Piter reeled. Craig knew that Dumenco had struck the Belgian scientist to the core—the crystal-lattice trap for holding large quantities of antimatter was the breakthrough on which Piter had staked his reputation, the basis for his Nobel nomination. But the world had—supposedly—never produced enough antimatter to test it fully. And Dumenco had just claimed Piter’s precious device would fail.

Craig drew a quick breath. “Dr. Dumenco, if you said your new technique was producing a lot of antimatter, but the data didn’t show it—is it possible the antimatter was diverted somehow, taken away before it could interact with the data-collection diagnostics?” Both Piter and Dumenco looked at him skeptically. He continued, “Could it have been collected in one of your crystal-lattice traps, skimmed out of the accelerator beam downstream somehow? And if the crystal-lattice trap is so unstable, could that have caused the explosion in the beam-sampling substation?”

“Preposterous!” Piter sniffed.

“Yes, it is possible,” Dumenco said slowly. He looked over at Craig, raising a finger as he stated his theory, letting the thoughts roll off as fast as they came to him. “If someone is indeed diverting antiprotons from the particle accelerator into a crystal-lattice trap, the best place to store them would be in one of the beam-sampling substations, or in one of the beam-shunt passages. But the trap is unstable. If the lasers ever became misaligned, or experienced a rapid current flux. . .”

Piter swallowed hard, looking defeated. “You mean, like in an emergency beam dump?”

Dumenco nodded vigorously. “Yes! Even a microgram of antimatter would have caused such a devastating explosion. It would leave a glassy crater, and the electromagnetic pulse it generated would knock out electrical power systems for kilometers around.”

“Just like we saw,” Craig said, growing excited. “And Ben Goldfarb got shot in one of those substations.”

Dumenco looked over at Piter again. “If your results suddenly showed a dramatic increase in p-bar production this morning, that means another . . . diversion trap has been removed. The beam fluctuations we observed early yesterday morning could have been due to the crystal-lattice trap saturating.”

“But why would somebody want to steal p-bars?” Paige asked.

Piter looked down at her, and his voice had a sort of condescension, a withering disappointment because she didn’t intuitively know the answer to her own question. “It’s
antimatter
, Paige. Extremely rare, extremely difficult to create. It has thousands of high-technology uses.”

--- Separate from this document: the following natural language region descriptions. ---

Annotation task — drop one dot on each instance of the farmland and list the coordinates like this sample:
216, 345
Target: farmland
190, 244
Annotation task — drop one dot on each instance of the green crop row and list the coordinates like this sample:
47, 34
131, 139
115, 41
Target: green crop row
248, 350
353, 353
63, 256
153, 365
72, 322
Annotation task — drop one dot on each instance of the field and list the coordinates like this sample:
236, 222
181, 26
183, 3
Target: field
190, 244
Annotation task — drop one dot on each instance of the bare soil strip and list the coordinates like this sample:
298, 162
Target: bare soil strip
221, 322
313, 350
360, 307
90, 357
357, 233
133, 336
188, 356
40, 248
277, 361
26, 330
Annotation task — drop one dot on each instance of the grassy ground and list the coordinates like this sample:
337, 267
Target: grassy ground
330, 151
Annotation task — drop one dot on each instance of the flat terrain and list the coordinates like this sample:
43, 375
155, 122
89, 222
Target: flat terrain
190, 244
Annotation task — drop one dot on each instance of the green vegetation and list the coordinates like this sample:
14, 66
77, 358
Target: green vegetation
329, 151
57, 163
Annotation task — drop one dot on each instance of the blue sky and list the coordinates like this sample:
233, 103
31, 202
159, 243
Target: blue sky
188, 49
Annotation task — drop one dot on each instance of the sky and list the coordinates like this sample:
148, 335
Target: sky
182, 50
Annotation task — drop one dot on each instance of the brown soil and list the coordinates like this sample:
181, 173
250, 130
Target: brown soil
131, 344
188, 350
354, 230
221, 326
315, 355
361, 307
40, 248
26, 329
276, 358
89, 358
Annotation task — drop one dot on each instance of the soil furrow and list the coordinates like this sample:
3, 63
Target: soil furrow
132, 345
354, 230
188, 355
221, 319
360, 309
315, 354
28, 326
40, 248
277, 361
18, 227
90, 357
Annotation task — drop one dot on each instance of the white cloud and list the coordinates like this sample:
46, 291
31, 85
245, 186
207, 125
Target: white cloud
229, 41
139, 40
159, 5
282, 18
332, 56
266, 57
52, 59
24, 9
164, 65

“I sent Jackson over there earlier to look around,” Craig said in alarm. “If somebody is trying to leave with an antimatter trap, we can catch him, see what he intends to do. I need to call for backup.”

Craig snatched the sunglasses out of his pocket and pointed to Piter. “Let’s go out there, Dr. Piter, now that we know what to look for. Maybe that’s what Goldfarb stumbled onto.”

Flustered, Nels Piter turned and followed him out of the room.